Seulement trois semaines après l'ouverture des métiers de contact, ces derniers doivent déjà fermer la porte de leurs établissements durant une période de quatre semaines. Pour le gérant du salon, Lomerta Tattoo à Mouscron, cette décision était complètement inattendue.

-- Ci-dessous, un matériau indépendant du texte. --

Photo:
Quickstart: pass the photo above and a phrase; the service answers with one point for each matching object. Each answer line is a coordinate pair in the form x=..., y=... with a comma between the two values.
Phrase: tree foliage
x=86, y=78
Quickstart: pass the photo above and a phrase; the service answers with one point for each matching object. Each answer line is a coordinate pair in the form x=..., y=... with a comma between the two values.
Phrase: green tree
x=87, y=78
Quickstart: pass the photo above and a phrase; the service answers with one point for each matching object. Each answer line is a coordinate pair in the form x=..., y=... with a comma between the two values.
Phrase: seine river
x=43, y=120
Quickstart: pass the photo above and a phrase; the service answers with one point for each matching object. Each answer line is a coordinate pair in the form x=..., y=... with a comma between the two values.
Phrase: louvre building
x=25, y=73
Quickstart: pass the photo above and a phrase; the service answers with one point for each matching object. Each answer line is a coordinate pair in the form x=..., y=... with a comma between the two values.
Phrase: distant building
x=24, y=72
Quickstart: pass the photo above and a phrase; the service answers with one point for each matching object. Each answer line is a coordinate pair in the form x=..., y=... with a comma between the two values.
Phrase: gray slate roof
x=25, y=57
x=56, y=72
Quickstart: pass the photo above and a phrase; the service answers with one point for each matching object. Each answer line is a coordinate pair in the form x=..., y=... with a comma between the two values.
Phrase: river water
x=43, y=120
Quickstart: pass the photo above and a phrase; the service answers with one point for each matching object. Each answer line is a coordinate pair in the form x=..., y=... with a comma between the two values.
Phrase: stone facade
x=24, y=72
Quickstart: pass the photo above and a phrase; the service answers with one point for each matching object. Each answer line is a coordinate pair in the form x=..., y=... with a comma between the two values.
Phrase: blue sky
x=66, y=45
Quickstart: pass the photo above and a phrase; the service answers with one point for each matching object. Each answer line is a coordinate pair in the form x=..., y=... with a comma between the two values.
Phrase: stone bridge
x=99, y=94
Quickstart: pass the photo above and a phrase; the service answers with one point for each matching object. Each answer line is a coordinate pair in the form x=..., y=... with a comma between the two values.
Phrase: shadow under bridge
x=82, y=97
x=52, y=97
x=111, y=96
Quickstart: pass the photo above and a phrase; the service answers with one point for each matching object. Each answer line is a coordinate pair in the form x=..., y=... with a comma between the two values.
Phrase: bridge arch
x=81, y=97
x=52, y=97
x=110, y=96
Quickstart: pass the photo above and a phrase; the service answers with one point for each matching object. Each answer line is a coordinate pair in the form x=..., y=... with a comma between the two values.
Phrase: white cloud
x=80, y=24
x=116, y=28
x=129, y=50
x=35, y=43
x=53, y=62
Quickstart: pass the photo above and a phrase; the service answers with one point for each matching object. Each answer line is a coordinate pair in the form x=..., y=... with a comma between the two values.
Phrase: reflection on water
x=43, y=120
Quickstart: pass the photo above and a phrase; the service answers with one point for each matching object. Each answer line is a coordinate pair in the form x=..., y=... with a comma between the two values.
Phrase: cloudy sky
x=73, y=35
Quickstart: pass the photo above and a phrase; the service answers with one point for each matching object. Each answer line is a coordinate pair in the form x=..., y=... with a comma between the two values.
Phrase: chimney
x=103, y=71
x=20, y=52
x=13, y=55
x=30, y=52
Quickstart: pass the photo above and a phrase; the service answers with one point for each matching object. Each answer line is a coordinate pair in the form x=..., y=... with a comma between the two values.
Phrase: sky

"Je ne m'attendais pas à ces nouvelles mesures. Nous avons l'impression de servir à rien et savoir que nous sommes non essentiels est toujours difficile à accepter. Selon moi, on nous mène en bateau et on joue avec nous. Le gouvernement ne pense pas aux petits commerçants et à son peuple. Il y a des secteurs qui sont plus à plaindre comme l'Horeca qui doit rester fermer depuis plusieurs mois. Il y a trois semaines, nous avons eu la chance de rouvrir mais je pense c'était surtout pour calmer les choses et éviter des rebondissements", déclare Vito.

Dans les quatre prochaines semaines, le tatoueur de Mouscron compte se reposer sur ses économies et devra par conséquent, remettre ses projets.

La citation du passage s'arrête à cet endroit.